There are a number of varieties of acacia bushes in Namibia, including Acacia mellifera, Acacia reficiens, Dichrostachys cinerea, Colophospermum mopane, Terminalia sericea and Rhigozum trichotomum. “In order to be able to use these as building materials and binders, we need to analyse them systematically and first of all establish which components, for example rubber, phenolic resins or lignin, they contain and how – carefully extracted and combined – they could be suitable for flame-resistant and durable building materials”, explains expert Ingrid Weiss.

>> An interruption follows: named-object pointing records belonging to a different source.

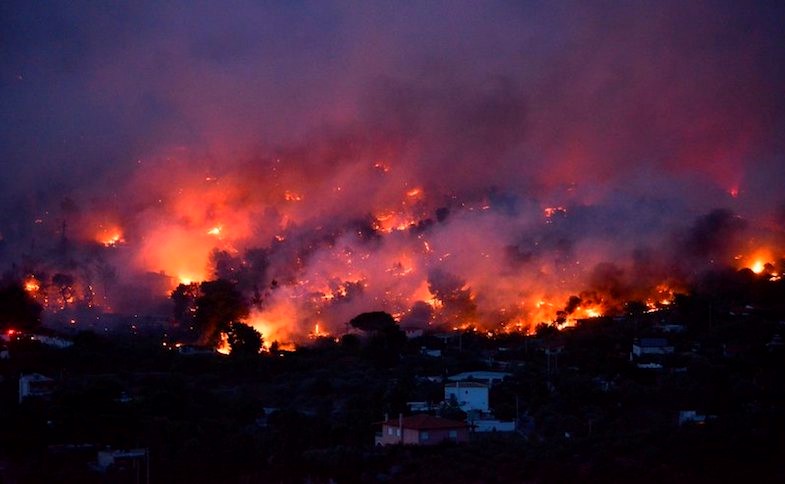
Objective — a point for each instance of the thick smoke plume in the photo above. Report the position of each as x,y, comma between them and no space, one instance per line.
486,164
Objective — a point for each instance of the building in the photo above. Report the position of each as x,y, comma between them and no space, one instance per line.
422,429
35,385
492,425
482,376
650,347
469,395
132,460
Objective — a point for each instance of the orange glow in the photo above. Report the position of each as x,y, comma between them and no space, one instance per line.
223,345
758,260
32,284
110,236
414,192
290,196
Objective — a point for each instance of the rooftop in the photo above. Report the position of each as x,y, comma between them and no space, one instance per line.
425,422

“Plants contain a wide variety of species-specific natural substances, the use of which has not up to now been explored. Working closely with our African colleagues and junior scientists, we can provide input by tapping into the variety and complexity of these natural substances. Because only then can locally unique and ecologically significant value chains be generated in the long term.”
Until now, physical and chemical data on a project such as this has not been available. “We regard NaMiBIND as a pilot study which, if successful, can be translated to other regions and other types of wood”, sums up the expert on biomineralization. Ultimately, natural building materials are a key element in sustainability across the globe for keeping raw materials in an ecological economic cycle.
“Natural and Mineral-based Binders for the ecological building material Industry” (NaMiBIND) has been nominated by the BMBF as part of the “Partnerships for sustainable solutions with Sub-Saharan Africa” promotion as one of the first projects of its type with outstanding recovery potential. It is scheduled to run for two years, with funding of 250,000 euros. NaMiBIND is a cooperative venture involving the Biomineralization Program Division of the INM – Leibniz Institute for New Materials and the UNAM University and Polytechnic of Namibia, along with the Namibian Business & Innovation Centre (NBIC).
Dr. Ingrid Weiss
INM – Leibniz Institute for New Materials
Head of Biomineralization
INM conducts research and development to create new materials – for today, tomorrow and beyond. Chemists, physicists, biologists, materials scientists and engineers team up to focus on these essential questions: Which material properties are new, how can they be investigated and how can they be tailored for industrial applications in the future? Four research thrusts determine the current developments at INM: New materials for energy application, new concepts for medical surfaces, new surface materials for tribological applications and nano safety and nano bio. Research at INM is performed in three fields: Nanocomposite Technology, Interface Materials, and Bio Interfaces.
INM – Leibniz Institute for New Materials, situated in Saarbruecken, is an internationally leading centre for materials research. It is an institute of the Leibniz Association and has about 195 employees.